Amagansett Library will be screening “Family Secrets,” a documentary series starting Thursday, July 11, and continuing on Thursdays on July 18, 25, and August 1. Each documentary will approach different stories about the director’s personal family secret.
HBO award-winning director and producer Patti Kaplan will facilitate the event and conduct a Q & A after the viewing of each documentary.
“I have always been most interested in the personal documentary — where the filmmaker is a member of the family whose story he is exploring,” stated Kaplan.
In order for Kaplan to get these documentaries out to the public, she contacted the librarian director, Lauren Nichols, who was very “enthusiastic” about the idea, Kaplan said.
Nichols said, “Patti reached out and we said ‘yes.’ We just had to pick a time that worked for her and for the patrons of our area.”
Each week will focus on one film. Week one, “Little White Lie,” directed by Lacey Schwartz will be viewed. Week two, “The Flat,” directed by Arnon Goldfinger; week three, “The Kids Grown Up,” by Doug Block; and week four, the famous “Grey Gardens,” by Albert and David Maysles.
Several of the filmmakers are the member of their family that exposed the secret, like Lacey Schwartz, where she discovered her dual identity, which is presented in the film.
Kaplan stated, “Most families have some secrets buried, so I believe people can easily relate, perhaps not to the level of deceit and denial revealed in the first two films,” as was the case in Schwartz’s film.
According to the Amagansett website: “Filmmaker Schwartz grew up in a middle-class Jewish household with loving parents but she realized from childhood that something was amiss. Not until she entered Georgetown University did Lacey come to understand her dual identity. She made this film to ‘come out of the racial closet.’ She wanted to understand and unravel the ‘power of denial’ that had enveloped her childhood and caused her so much personal suffering.”

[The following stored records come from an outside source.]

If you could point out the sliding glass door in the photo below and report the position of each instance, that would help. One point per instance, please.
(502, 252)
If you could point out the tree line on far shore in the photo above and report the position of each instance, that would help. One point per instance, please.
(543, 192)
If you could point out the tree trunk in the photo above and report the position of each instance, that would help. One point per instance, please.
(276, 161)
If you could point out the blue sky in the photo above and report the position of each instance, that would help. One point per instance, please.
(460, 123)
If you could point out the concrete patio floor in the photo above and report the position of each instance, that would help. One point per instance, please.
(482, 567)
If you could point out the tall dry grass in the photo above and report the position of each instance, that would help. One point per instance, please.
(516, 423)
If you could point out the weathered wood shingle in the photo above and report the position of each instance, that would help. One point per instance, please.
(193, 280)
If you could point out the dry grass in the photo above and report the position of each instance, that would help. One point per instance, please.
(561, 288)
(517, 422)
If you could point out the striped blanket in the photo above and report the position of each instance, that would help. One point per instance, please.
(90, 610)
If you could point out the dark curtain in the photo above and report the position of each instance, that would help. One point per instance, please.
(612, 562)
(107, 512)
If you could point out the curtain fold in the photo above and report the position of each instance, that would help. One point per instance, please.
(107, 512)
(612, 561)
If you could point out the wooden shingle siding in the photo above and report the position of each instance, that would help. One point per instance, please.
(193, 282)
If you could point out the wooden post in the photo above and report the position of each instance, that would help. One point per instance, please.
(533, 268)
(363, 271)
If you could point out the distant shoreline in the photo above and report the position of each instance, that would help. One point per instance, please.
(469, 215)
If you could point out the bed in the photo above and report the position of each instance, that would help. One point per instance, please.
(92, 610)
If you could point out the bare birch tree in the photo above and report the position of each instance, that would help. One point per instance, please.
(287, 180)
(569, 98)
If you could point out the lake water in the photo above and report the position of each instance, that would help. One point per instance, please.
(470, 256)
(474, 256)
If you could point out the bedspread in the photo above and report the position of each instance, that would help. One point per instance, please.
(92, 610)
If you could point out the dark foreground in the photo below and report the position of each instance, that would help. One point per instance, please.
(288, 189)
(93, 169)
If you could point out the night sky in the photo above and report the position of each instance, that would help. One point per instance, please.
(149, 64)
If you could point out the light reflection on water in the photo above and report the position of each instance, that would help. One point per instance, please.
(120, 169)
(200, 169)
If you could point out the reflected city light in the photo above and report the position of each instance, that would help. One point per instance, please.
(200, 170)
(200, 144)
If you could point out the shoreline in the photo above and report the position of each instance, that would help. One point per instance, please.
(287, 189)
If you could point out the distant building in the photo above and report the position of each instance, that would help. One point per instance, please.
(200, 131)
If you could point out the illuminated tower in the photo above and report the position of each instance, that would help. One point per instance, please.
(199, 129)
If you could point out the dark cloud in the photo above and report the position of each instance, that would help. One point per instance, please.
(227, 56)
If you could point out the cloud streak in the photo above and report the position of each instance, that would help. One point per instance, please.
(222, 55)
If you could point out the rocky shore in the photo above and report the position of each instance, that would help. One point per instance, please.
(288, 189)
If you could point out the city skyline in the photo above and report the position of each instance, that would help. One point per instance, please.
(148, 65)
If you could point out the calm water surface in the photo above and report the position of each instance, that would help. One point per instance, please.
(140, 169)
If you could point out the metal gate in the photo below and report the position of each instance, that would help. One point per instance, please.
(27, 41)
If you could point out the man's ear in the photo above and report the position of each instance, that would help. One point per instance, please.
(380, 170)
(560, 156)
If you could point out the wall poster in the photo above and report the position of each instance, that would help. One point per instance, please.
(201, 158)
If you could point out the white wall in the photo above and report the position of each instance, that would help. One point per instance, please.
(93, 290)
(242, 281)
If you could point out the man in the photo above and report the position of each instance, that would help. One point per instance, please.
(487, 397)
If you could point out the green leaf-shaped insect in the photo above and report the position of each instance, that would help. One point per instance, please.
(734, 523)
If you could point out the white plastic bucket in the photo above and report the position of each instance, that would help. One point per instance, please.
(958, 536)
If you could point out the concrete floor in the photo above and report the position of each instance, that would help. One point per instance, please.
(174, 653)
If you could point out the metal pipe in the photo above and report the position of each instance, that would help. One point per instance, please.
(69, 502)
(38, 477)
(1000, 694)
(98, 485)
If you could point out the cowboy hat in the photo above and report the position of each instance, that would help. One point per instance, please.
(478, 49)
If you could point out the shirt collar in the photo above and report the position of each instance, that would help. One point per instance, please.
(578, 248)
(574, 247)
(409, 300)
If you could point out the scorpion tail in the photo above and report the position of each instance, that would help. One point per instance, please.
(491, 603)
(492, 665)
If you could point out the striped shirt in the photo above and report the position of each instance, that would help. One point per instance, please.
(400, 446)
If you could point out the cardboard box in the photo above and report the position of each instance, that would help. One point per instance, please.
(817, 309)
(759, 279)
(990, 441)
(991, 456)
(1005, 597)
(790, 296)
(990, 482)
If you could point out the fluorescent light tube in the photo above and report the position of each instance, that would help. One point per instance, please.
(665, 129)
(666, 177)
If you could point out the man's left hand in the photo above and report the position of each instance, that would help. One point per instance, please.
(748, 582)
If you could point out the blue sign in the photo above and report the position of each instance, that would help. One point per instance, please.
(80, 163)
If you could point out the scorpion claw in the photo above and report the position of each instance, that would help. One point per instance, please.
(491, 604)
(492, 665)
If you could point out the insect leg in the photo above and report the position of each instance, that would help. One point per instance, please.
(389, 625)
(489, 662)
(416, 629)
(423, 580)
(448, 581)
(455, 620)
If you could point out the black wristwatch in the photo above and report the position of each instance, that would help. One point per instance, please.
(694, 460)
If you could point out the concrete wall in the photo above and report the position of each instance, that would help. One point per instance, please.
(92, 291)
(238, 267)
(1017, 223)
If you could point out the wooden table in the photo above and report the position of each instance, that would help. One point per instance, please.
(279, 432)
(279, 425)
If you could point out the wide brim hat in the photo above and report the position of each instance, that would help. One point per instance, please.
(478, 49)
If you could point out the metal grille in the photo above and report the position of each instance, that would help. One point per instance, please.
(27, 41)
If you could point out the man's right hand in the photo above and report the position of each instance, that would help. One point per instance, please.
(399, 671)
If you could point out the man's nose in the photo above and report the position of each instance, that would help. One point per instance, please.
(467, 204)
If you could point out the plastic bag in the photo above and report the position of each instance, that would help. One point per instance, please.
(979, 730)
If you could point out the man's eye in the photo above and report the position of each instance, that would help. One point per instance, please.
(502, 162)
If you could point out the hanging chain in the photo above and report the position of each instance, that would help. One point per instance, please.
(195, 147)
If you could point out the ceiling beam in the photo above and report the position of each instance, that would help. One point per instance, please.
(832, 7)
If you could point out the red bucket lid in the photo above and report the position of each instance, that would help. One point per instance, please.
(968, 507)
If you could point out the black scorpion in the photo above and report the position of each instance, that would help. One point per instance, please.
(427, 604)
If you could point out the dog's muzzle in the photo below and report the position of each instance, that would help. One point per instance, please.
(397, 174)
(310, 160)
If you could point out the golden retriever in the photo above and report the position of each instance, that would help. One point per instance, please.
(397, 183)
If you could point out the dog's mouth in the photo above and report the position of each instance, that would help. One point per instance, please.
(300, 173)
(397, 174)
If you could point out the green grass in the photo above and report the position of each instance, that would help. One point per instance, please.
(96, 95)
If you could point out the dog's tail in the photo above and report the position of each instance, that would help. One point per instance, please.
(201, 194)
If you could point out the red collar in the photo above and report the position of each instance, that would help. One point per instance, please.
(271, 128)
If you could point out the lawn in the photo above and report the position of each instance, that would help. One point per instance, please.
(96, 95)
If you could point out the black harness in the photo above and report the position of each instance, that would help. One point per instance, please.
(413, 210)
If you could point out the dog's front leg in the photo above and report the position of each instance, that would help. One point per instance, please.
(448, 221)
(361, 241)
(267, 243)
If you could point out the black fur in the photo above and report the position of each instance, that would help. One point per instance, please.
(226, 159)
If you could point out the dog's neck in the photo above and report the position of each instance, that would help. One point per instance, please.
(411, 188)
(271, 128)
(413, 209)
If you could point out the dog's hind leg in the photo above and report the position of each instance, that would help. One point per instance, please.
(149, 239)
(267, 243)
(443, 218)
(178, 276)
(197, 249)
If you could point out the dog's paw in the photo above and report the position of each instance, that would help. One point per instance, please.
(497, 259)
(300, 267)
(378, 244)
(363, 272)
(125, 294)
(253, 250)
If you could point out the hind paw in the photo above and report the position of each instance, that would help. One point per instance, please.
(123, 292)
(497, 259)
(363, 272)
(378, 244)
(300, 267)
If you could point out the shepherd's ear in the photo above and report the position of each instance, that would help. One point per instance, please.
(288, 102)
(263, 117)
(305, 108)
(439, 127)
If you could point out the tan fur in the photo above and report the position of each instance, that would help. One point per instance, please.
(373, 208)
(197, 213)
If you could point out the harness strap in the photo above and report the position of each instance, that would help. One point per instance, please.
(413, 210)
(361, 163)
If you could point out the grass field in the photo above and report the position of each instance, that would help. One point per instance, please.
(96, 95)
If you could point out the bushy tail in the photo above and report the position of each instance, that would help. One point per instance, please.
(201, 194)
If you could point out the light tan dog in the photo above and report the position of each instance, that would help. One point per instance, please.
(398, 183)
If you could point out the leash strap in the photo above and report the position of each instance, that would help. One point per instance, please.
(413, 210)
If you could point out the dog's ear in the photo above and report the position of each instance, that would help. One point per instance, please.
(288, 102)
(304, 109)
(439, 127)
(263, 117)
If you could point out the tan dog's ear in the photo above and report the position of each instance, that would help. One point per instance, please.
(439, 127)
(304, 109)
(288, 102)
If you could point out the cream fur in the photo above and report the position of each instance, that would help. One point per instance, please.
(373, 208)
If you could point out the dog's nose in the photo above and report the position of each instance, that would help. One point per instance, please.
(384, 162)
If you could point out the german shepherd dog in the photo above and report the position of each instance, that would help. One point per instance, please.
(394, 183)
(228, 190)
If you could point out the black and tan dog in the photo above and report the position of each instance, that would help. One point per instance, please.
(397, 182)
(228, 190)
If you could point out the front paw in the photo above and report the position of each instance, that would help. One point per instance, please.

In “The Flat,” the second film in the series: “Israeli filmmaker Goldfinger begins to clean out the Tel Aviv apartment of his recently deceased German-born Jewish grandmother, when he discovers evidence of his grandparents’ close friendship with a leading official in the Nazi propaganda ministry. Most shocking is the discovery that they remained friends after the war. Thus begins a grandson’s journey into buried family history and the human capacity for self-delusion. He recognizes that the past often returns to haunt the present.”
In the “The Kids Grow Up,” on July 25, “Filmmaker Block offers an intimate, sometimes uncomfortable, look into his relationship with his only child, Lucy, as he documents her final year at home before leaving for college. Alternating between past and present and between emotionally fraught and humorous moments, the film explores complex issues of parenthood and what it means to let go.”
And finally, on August 1, comes the documentary about East Hampton’s own Bouvier family, which has since been a successful Broadway musical, “Grey Gardens.”
“The Maysles’ style of making films changed the landscape of documentary filmmaking by using very unobtrusive methods to tell their stories,” reads the website.
“By allowing action to occur without ‘direction,’ they manage to create a mesmerizing and candid portrait of two highly eccentric women living hidden from the world. The reclusive Beales, big and little Edie, who come from a largely unknown branch of Jackie Kennedy Onassis’s family, are living in total squalor amid multiple cats and raccoons in a once-beautiful home located on prime land in the posh village of East Hampton. Once the film was released, little Edie said: ‘To my mother and me, ‘Grey Gardens’ is a breakthrough to something beautiful and precious called life.’”
In 2014, “Grey Gardens” was voted the ninth best documentary of all time by a film critics association.
But, Kaplan said, the filmmaker is sometimes surprised by the secrets that come out in the making of the documentary. “Often he or she does not know the dimension of the deceit and lies that will be exposed. It’s a delicate matter and I find it very compelling.”